I've been searching throughout the forum for the answer of how long Spanish work visa processing times take on average but couldn't find anything. this is my situation: 

I'm non-eu citizen(from Georgia) and got a job offer from Spanish company two month ago. the employer already made the request for me at Spanish unemployment service office, so now we need to wait for them to find an appropriate candidate in the country, if they don't, then they look in the EU and if still no success only then I'll be able to be granted work permit and work for that company(at least this is what I know). so I wonder how long all these bureaucratic process might take? 3, 4, 8 months? has anyone gone through this process? could you please give me some insights? :juggle:


----------



## marner (Jul 28, 2012)

anybody here?


----------



## xabiaxica (Jun 23, 2009)

marner said:


> anybody here?


lots of us  

But I don't think that anyone currently using the forum has obtained a work visa - they are as rare as hen's teeth

Does the company have to advertise for a certain period of time within Spain & then within the EU? Maybe ask the HR dept?

You don't say what you do, but unless it's something highly specialised it's unlikely that a work visa would be issued


----------



## marner (Jul 28, 2012)

Im work in IT field. I create 3D assets for next gen video games.

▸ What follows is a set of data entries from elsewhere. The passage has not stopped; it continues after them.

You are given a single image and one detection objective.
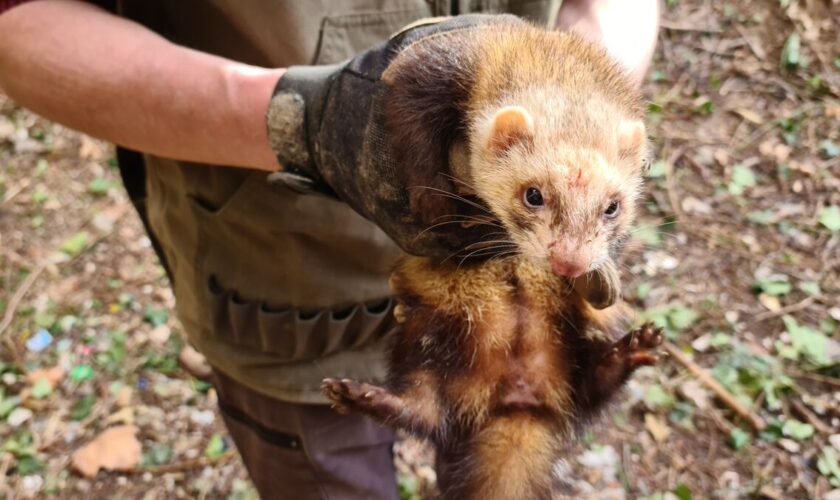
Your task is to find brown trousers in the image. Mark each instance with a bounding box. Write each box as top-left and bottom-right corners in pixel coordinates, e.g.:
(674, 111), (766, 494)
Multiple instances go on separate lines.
(214, 370), (397, 500)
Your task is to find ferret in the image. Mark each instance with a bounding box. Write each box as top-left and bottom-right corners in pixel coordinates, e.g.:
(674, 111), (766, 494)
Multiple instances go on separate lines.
(323, 17), (662, 499)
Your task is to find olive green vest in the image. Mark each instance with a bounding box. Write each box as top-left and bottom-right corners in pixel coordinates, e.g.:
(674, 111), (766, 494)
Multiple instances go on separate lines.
(119, 0), (555, 403)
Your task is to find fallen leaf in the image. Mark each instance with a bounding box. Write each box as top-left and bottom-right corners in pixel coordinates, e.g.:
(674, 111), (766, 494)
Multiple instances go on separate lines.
(758, 293), (782, 312)
(26, 366), (65, 389)
(71, 425), (143, 478)
(645, 413), (671, 443)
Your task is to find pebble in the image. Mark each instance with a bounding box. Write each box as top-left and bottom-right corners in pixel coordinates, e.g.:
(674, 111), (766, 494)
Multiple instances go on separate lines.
(828, 434), (840, 451)
(26, 328), (52, 352)
(779, 438), (802, 453)
(190, 410), (216, 425)
(6, 408), (32, 427)
(577, 445), (618, 482)
(20, 474), (44, 493)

But isn't the company allowed to deny any other applicant if they really want to hire me?


----------



## xabiaxica (Jun 23, 2009)

marner said:


> Im work in IT field. I create 3D assets for next gen video games.
> 
> But isn't the company allowed to deny any other applicant if they really want to hire me?

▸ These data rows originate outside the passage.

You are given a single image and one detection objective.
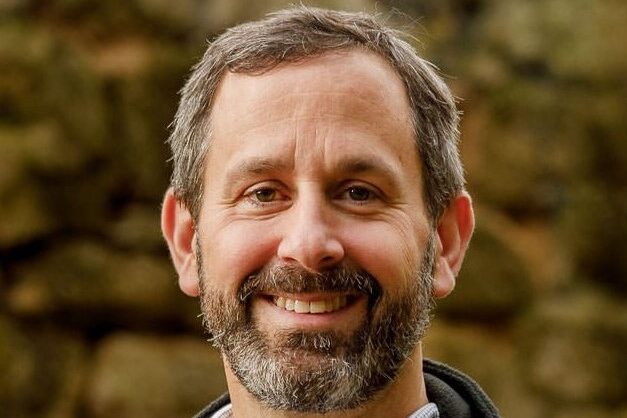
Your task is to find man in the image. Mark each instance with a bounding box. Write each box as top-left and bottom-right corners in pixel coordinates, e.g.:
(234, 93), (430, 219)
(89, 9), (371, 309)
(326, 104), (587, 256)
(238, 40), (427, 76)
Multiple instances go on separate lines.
(162, 6), (497, 418)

no they can't refuse to employ anyone who has the same skills as you & doesn't need a work visa

they'd have to prove that you had some skill that no other applicant had


----------



## marner (Jul 28, 2012)

but still, the final decision is on the employer, so let's just hope there won't be any other applicant who could do same things as good as I do


----------



## jojo (Sep 20, 2007)

marner said:


> but still, the final decision is on the employer, so let's just hope there won't be any other applicant who could do same things as good as I do


I suspect they have to justify their decision and of course pay alot of money for a visa, so its probably in their interests to find someone already in Spain. 

Jo xxx


----------



## xabiaxica (Jun 23, 2009)

marner said:


> but still, the final decision is on the employer, so let's just hope there won't be any other applicant who could do same things as good as I do


Not really it isn't. If the visa is refused they can't employ you


----------



## marner (Jul 28, 2012)

Ok, thanks guys for your feedbacks. I'll stay positive and wait for the final decision anyway


----------



## marner (Jul 28, 2012)

Ok, it's been a while since I post this thread but I just got some news from the company and wanted to ask you something...

so the company representative said that the unemployment office already sent one candidate to them and said he is the one they are looking for, but they told me that he is actually architect and has nothing to do with video games industry. that really weird but they resist that the guy has all the necessary skills they need. so now they are fighting with unemployment office to prove that they have send the wrong candidate.

so I was just wondering how many candidates they are allowed to send before they give up and let the employer hire foreign employee?


----------